Papp has told patients if medication he has prescribed isn’t working to go to Emergency in several days and wait even if it takes hours because physicians there have immediate access to such things as ultrasound.

Papp says rural physicians are in worse shape than their urban counterparts with emergency wait times between 8-12 hours or longer. He says patients are being discharged prematurely and premature death rates, increased morbidity and decreased quality of life are all becoming implications for patients and their families.

But Papp says the medical system here wasn’t in good shape under the NDP government, either.

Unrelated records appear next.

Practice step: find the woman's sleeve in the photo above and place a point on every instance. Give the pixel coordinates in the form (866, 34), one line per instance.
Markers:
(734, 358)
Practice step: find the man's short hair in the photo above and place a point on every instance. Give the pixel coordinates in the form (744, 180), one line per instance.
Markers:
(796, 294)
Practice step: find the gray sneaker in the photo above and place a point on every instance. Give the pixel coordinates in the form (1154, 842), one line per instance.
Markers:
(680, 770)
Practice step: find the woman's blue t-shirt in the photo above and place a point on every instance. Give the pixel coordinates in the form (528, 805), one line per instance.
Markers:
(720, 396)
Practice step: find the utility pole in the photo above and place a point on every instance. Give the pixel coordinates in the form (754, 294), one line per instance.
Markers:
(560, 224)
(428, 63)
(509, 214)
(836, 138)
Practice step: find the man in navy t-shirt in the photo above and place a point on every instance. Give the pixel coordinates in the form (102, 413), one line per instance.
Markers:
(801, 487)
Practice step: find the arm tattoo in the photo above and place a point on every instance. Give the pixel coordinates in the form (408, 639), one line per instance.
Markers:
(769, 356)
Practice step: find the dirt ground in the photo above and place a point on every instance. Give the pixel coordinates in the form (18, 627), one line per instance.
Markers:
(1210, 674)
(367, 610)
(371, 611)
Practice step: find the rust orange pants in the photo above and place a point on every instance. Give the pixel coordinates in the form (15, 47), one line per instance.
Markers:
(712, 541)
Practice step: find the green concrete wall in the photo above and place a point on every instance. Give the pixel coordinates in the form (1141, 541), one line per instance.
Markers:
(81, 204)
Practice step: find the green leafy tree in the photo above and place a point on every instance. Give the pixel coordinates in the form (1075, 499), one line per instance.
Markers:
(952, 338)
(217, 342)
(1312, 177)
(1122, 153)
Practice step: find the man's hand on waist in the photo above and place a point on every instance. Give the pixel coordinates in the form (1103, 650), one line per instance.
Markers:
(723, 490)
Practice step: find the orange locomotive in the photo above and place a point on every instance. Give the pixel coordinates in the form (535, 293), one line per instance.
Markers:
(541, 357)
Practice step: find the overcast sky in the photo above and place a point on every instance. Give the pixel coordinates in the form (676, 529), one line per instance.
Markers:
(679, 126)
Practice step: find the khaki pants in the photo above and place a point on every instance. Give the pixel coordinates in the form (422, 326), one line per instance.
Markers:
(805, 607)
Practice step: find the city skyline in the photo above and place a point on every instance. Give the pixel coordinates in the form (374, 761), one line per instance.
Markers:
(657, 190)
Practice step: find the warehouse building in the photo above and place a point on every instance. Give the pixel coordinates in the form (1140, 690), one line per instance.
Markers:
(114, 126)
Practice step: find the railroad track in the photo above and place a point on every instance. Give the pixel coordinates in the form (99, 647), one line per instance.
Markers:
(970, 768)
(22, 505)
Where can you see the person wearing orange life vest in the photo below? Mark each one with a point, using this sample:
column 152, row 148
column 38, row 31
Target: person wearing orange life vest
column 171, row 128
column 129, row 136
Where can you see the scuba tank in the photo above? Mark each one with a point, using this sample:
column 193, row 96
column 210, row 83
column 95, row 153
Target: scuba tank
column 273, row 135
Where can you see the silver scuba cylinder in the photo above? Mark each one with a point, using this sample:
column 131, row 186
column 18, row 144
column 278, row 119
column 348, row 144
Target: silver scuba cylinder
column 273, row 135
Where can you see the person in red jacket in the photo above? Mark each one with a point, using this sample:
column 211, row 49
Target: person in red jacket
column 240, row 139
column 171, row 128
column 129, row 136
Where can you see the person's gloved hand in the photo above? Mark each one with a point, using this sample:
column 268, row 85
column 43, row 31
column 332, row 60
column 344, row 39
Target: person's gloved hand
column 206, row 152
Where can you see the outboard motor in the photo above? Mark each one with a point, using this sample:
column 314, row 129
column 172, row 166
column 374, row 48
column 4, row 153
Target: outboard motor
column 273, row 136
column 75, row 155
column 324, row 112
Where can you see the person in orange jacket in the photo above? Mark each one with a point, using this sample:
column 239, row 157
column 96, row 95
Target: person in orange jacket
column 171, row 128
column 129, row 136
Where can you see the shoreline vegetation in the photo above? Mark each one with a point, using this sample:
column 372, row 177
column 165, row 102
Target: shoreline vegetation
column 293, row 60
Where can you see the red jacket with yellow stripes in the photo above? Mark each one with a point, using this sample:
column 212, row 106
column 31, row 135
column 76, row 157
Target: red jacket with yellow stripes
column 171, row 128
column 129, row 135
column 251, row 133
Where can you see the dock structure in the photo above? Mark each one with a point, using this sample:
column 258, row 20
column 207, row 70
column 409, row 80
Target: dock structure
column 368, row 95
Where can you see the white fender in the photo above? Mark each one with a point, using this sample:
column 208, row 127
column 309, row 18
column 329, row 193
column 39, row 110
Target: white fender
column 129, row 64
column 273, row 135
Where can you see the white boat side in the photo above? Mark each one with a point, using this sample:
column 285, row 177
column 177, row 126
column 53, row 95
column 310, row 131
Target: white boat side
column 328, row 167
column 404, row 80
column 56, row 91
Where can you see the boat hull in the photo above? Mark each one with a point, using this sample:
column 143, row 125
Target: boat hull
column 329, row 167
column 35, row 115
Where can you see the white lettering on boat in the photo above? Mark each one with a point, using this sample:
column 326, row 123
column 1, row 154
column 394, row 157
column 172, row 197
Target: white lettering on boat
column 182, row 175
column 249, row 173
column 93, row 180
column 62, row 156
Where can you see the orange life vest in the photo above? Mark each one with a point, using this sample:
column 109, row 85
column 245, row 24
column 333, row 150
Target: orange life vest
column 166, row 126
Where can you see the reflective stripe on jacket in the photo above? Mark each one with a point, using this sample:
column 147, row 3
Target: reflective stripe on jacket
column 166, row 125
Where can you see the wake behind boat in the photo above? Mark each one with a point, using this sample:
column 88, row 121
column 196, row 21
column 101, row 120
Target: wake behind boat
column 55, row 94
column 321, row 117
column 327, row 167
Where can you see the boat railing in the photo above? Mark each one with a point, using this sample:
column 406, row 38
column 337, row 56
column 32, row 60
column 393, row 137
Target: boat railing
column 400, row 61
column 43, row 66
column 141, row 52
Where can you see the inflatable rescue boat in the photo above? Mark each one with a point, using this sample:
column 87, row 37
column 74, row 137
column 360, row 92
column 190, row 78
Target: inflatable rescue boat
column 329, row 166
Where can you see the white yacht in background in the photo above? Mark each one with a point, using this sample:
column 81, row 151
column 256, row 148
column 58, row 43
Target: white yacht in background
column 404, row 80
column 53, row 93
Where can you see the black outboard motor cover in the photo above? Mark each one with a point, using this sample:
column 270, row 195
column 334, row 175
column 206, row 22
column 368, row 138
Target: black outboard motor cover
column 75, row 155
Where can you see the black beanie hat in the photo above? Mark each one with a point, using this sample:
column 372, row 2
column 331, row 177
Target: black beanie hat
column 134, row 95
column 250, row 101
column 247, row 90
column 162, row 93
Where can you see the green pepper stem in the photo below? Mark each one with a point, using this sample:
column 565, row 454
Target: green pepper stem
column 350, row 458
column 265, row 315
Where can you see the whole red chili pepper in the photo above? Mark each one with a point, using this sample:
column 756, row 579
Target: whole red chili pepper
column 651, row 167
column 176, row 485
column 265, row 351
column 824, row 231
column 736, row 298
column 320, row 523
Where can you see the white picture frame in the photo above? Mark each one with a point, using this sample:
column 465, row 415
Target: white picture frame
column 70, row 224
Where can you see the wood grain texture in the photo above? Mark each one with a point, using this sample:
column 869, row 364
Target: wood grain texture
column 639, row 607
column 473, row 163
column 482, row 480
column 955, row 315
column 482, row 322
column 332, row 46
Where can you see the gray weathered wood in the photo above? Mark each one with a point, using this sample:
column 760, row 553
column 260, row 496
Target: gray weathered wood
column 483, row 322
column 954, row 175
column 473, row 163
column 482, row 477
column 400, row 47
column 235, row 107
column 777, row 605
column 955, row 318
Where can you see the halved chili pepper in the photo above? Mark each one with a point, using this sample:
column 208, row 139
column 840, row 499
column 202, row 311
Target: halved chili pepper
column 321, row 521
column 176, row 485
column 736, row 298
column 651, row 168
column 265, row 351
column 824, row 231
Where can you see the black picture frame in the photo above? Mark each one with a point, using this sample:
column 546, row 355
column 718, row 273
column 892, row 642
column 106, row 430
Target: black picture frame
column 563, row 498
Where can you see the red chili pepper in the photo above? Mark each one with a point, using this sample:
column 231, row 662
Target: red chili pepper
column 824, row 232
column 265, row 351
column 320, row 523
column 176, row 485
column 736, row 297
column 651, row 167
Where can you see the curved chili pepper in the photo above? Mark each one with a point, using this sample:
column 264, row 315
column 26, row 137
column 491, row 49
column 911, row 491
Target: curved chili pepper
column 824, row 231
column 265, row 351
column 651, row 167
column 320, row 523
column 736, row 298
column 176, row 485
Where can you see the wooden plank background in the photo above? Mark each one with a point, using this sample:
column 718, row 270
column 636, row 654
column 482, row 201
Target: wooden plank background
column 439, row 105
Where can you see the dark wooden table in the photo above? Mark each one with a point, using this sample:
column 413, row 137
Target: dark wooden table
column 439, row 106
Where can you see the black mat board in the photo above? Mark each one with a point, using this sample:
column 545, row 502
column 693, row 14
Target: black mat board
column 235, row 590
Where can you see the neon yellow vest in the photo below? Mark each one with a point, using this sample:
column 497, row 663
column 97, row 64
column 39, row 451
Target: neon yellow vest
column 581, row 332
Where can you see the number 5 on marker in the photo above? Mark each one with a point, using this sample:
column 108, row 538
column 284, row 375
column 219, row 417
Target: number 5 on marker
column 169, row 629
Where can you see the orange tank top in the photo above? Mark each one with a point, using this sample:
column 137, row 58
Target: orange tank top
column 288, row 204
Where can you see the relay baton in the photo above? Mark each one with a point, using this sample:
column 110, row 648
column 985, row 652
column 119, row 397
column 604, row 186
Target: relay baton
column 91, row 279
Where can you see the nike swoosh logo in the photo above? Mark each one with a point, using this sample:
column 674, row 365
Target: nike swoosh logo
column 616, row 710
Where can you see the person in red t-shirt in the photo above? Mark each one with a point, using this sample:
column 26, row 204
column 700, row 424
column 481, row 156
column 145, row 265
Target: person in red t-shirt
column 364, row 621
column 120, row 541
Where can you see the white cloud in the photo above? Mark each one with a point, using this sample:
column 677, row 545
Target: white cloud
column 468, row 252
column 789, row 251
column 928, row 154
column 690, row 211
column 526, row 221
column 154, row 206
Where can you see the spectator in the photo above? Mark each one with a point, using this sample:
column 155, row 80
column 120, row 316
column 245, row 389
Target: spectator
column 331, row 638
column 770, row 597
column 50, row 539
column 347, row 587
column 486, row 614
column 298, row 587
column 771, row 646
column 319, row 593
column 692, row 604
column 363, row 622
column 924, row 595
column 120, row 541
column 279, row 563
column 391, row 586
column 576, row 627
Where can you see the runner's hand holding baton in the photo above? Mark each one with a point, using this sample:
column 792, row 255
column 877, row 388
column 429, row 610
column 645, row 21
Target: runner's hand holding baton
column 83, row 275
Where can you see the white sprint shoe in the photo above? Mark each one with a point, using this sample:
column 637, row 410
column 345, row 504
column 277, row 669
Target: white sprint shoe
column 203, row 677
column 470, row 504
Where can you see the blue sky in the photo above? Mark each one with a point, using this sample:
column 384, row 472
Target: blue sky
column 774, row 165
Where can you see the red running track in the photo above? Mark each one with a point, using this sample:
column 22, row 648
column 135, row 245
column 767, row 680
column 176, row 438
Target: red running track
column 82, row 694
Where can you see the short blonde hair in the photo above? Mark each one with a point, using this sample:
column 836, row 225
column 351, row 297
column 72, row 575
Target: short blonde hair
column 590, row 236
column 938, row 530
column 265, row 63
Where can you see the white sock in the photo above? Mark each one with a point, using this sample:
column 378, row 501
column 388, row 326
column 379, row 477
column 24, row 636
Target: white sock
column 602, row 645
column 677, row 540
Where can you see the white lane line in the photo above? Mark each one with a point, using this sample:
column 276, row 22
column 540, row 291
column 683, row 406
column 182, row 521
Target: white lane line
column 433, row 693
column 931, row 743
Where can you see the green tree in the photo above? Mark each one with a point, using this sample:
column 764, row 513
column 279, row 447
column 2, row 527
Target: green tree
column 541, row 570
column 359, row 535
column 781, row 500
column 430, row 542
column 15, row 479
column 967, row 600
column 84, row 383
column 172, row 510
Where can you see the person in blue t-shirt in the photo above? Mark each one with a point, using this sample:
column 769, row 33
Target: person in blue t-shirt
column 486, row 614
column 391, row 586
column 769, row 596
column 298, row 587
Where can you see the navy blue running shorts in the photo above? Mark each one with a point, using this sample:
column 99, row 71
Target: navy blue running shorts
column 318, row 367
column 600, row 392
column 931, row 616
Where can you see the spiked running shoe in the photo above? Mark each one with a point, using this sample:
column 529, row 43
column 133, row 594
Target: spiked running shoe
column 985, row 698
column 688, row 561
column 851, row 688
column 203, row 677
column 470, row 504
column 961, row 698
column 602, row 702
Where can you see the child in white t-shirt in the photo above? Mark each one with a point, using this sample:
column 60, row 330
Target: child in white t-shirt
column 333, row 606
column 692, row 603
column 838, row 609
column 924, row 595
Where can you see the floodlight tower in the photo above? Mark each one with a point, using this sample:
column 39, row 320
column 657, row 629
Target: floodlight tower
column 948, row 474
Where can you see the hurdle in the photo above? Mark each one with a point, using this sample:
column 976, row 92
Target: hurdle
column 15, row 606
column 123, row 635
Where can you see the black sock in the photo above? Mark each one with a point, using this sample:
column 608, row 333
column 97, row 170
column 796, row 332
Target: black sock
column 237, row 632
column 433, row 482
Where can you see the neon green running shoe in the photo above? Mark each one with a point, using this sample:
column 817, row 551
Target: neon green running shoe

“Fortunately for me, my wife joined me and she manages the clinic so we have a little bit there like I can pay her because any dollars I make its 50 per cent tax bracket and all the socialist governments, anybody that makes a large amount of money, it doesn’t matter how you did it, through hard work or what, they’re just going to take more and more away from you,” he said.

“That’s why we were hoping Kenney would have helped but he sent his fellow in (Tyler Shandro). He’s the one that did it – he tore up the contract we had negotiated,” Papp said.

“Myself and my billing staff we’re counting every service because the minute you hit 50, you don’t get anything,” Papp said.

Healthcare issues in Canada, Papp said, started with the Canada Health Act.

“In Canada, all healthcare is outlawed except that paid for by the government. Every other civilized country in the world has a healthcare system for their citizens that gives them a really nice spectrum of care but for some things they’re going to have to wait. But now, in Canada because the budgets are horrible, the government doesn’t know how to manage it and they want to build the golf courses and take care of all the drug addicts and all of this kind of stuff, with millions and millions of dollars going into that,” so the budgets have to be cut, Papp said.

“I’ve been doing this for 48 years, I’ve been active in the AMA (Alberta Medical Association), the College and everything. This is getting to be crap because our own association isn’t even standing up for us anymore. The new way of negotiating is ‘lets play nice in the sandbox, find out what we can agree on.’ They gave away a ton of money from all the community docs and family docs and that cost me just about $50,000 a doc for doing exactly the same thing and then the real icing on the cake, because whenever that’s happened in the past, I just work harder. I’ll put in 80-90 hours a week because you’ve got to take care of the patients and especially now that I’ve lost three physicians,” Papp says.

“There’s just nobody there because none of the new grads want to do the full meal medicine like we’ve been doing,” Papp added.

“The government has never acknowledged that we are an absolute key integral part of the health care system and they keep attacking any entrepreneur in the community that has their own clinic. So they take away money, they put in all kinds of restrictions, everything,” he added.

Papp says one problem with trying to recruit doctors is they can make more money in a day spending two or three minutes with clients at big medical centres than a physician like Papp does spending 10 to 15 minutes with patients – which he does because many of his are in their 80s, he says.

He said specialists are also getting picky about taking on patients. Papp says he can send four or five letters out hoping to get one response for a patient.

Papp says “medical tourism” right now is at an all-time high with people going elsewhere such as the U.S. to spend thousands of dollars on surgeries they can’t get in Alberta, surgeries which can mean the difference between being off work and being able to support a family.

He also tells families with patients in hospitals to make sure they have someone at bedside 24 hours a day to make sure family members are getting needed care because there isn’t enough staff on hand.